Dozens of Alawite women and girls have gone missing across Syria since March, raising fears of a targeted campaign of abductions following the fall of President Bashar Assad. A Reuters report published on Friday noted at least 33 such disappearances, most of which occurred in the governorates of Tartous, Latakia, and Hama—regions home to large populations of Alawites, the minority Muslim sect to which Assad and many of his collaborators belong.

The wave of abductions appears to have followed a brutal backlash against Alawite civilians, including mass killings by armed groups aligned with the new Sunni-led interim government, which includes former rebels and foreign fighters. Families of the missing have received ransom demands ranging from $1,500 to $100,000, and some abductees have made brief, desperate calls from unfamiliar places—often with foreign accents in the background—indicating they may have been trafficked out of the country.

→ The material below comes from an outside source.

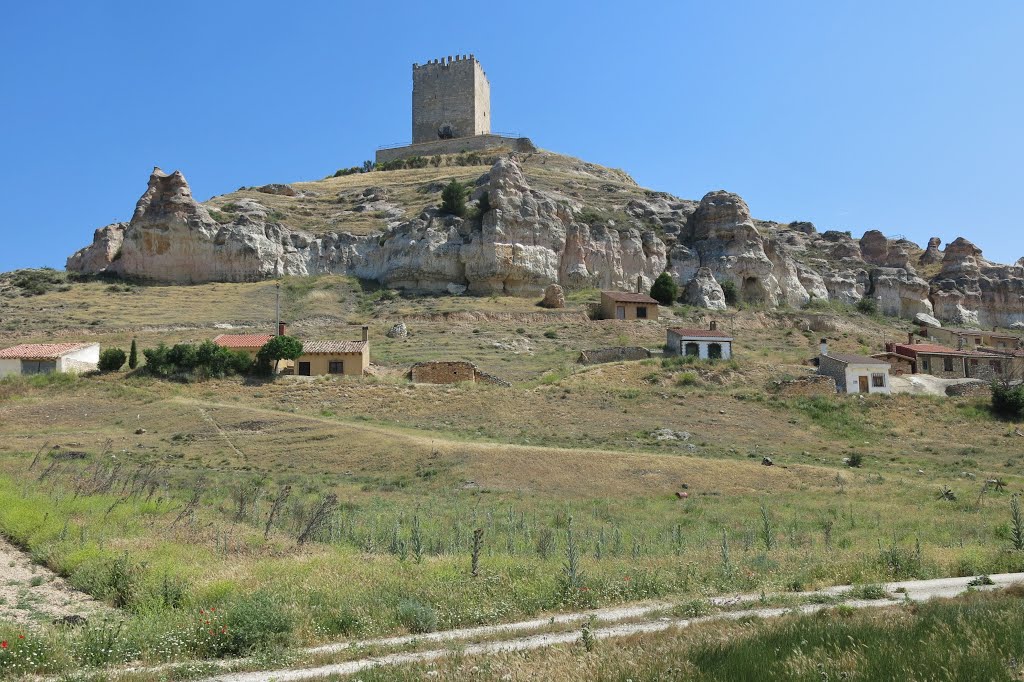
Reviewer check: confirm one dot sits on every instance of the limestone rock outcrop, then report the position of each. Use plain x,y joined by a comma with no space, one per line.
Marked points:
531,237
704,291
554,297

A May 2025 report by the Washington-based Syria Justice and Accountability Center found that “some Syrians still view all Alawites as involved with the Assad regime and complicit in the regime’s actions earlier in the conflict.”

The UN Commission of Inquiry on Syria confirmed it is investigating multiple disappearances, citing credible reports of kidnappings. In several cases reviewed by Reuters, abductees were taken in broad daylight while doing routine tasks like walking to school or shopping.

Syrian officials downplayed the pattern, attributing the disappearances to elopements or family disputes—claims families dispute.